The Spanish Inquisition was a challenging time when Casanova was active winning the favors of many ladies. Casanova is recognized as the western world’s most famous “lover” and was imprisoned for what was considered debauchery. He made a daring escape and in spite of his great talent and education was not able to return to Venice. His memoirs make interesting reading and give valuable insight to the lifestyle of the time.

During the Spanish Inquisition, the wearing of masks was declared illegal but it was difficult to police. Thus the mask survived until Napoleon conquered the Province but he was threatened by the revelry and the anonymity of the mask and successfully banned it.


For hundreds of years Carnivale took place without masks however in 1978 an artisan decided to make some masks for his family. They were greeted with so much enthusiasm that the following year he organized masks to be made by the art students of the academia who needed to supplement their income. It was an immediate success and now it is difficult to imagine that masks had ever been outlawed.

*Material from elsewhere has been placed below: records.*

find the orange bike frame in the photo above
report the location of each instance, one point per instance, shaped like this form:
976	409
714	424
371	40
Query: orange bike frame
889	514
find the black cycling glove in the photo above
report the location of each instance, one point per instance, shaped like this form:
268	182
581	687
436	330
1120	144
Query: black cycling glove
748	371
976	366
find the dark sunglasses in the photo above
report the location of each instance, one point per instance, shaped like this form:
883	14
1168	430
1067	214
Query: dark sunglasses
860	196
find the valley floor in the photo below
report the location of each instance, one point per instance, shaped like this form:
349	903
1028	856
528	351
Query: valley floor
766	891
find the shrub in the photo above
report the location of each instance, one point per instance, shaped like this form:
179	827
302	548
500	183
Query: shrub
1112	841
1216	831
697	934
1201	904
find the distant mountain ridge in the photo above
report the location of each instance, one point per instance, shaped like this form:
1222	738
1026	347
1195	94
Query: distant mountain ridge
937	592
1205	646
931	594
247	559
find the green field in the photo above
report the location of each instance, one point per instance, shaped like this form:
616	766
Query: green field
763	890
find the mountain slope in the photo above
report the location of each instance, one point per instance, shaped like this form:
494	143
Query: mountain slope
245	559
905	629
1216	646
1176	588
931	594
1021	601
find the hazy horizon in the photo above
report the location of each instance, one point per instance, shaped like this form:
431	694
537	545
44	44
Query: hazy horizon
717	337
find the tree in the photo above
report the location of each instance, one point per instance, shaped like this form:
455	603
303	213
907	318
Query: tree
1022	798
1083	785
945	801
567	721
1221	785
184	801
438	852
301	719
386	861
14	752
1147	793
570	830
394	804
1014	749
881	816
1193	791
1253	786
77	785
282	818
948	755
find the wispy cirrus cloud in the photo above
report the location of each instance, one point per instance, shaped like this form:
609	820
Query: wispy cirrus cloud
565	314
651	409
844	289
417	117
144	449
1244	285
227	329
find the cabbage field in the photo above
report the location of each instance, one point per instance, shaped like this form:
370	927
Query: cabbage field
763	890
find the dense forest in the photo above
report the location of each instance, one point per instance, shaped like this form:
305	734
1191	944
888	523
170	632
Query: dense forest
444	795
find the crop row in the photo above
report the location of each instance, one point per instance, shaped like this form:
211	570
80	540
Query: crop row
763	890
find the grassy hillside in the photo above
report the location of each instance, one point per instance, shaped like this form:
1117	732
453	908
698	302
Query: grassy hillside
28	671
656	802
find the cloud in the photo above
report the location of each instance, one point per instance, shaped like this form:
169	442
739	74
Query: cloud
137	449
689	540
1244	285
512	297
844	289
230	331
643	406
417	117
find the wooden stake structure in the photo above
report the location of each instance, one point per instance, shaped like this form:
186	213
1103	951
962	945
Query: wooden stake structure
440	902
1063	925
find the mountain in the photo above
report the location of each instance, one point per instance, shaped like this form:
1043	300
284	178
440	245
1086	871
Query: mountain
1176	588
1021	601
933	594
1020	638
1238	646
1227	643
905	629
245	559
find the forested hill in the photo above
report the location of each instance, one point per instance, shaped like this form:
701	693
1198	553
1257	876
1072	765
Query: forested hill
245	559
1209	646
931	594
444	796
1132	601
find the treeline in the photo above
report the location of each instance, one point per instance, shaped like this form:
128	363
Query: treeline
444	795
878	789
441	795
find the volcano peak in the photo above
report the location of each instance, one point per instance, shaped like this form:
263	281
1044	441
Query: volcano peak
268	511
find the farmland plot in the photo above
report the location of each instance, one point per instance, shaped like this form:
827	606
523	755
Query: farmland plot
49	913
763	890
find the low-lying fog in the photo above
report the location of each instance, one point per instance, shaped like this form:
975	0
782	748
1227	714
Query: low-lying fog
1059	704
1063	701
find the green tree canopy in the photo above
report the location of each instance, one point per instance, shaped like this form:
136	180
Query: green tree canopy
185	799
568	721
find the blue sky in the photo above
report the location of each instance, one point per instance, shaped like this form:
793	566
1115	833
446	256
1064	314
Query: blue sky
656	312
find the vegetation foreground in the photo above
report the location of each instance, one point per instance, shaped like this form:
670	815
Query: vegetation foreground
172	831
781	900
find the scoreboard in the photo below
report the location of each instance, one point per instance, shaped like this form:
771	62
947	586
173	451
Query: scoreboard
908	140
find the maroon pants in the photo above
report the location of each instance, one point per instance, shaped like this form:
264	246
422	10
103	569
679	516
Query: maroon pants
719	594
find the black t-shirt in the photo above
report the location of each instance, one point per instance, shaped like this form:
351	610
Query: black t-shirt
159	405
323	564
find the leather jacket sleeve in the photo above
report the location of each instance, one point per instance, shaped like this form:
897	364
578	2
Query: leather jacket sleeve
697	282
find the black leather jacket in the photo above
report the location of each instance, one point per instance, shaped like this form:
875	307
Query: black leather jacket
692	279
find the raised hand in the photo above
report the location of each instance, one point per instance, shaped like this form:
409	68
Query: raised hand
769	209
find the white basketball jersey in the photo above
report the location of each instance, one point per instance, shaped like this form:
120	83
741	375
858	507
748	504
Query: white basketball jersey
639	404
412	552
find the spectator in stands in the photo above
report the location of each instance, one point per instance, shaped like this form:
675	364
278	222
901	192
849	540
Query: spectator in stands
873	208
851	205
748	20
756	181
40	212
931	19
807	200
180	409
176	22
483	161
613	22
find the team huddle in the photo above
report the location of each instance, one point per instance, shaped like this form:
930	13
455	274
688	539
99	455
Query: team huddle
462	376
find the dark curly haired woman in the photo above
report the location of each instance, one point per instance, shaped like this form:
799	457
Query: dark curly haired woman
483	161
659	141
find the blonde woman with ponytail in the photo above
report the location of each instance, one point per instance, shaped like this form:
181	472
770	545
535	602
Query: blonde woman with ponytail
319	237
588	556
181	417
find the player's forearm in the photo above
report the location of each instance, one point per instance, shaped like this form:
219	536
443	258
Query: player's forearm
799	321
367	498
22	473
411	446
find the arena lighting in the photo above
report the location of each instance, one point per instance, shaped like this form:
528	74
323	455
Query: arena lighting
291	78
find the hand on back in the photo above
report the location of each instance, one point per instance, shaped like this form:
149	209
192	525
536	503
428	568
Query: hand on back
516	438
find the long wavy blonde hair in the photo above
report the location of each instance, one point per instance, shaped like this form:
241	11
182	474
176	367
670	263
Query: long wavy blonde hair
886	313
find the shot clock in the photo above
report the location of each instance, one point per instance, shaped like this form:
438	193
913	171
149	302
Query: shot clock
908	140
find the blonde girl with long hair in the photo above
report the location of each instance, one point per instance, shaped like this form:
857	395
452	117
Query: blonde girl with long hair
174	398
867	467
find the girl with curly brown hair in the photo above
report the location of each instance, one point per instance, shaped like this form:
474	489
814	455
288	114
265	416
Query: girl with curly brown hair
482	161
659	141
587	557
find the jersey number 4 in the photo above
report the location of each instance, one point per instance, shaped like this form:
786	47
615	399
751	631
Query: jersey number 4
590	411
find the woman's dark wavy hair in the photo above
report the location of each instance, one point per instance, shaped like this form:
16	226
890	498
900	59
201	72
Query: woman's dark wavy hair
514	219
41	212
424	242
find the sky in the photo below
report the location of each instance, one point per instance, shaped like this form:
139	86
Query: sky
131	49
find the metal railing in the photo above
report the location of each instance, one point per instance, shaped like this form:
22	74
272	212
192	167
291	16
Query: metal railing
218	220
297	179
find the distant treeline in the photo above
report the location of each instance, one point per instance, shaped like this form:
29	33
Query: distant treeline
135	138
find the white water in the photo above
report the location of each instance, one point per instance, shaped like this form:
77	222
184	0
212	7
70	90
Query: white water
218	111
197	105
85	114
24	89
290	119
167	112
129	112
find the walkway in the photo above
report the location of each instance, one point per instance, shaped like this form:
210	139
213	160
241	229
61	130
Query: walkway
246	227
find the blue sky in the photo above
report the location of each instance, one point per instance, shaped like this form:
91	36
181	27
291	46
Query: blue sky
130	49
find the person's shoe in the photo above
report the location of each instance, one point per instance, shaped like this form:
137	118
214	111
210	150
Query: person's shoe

In modern times masks have evolved into Amazon Warrior, Pierrot, Phantom and eye masks called Colombina in honor of the Commedia Dell’ Arte character. Often the mask is decorated with music in memory of Vivaldi who wrote some of his music in Venice. There are pretty ceramic imitations of the lifesize masks that make sweet momentos for the modern tourist. These days papier mache is usually replaced by something less work intensive. Contempory masks are embellished with feathers, Swarovski crystals, gold and silver leaf, lace and even lacey metal.


The “Cat” is popular in Venice not only because of its endearing nature but its flexibility to cohabitate with humans in the densely populated apartments of the ancient city. Happy to live on the fifth floor with only a window to link them to the outdoors…. the domestic cat is much loved in Venice.

Historically the Cat is recognized for its assistance in managing the plague by killing the vermin that spread the disease.
Cleopatra gifted cats to Julius Caesar as a thing most necessary to protect valuable grain stores, something sacred and precious. In this way the cat was introduced to Europe and proved herself to be once again indispensable by assisting in plague management. Modern Cat masks are often embellished with Swarovski crystals and glitter, elaborate eye lashes and the symbol of a heart on the nose.

Currently the height of fashion is the metal mask which generally is Gold Plate or powder coated. Metal masks embellished with Swarovski crystals take many forms including cat, phoenix, angel and fox. They are romantic, whimsical and pure fantasy. Metal masks are light and can be quite comfortable to wear, not that any mask is comfortable.

A most dramatic effect can be achieved as a metal mask does not dominate the wearer but rather embellishes her as if it were a piece of jewelry.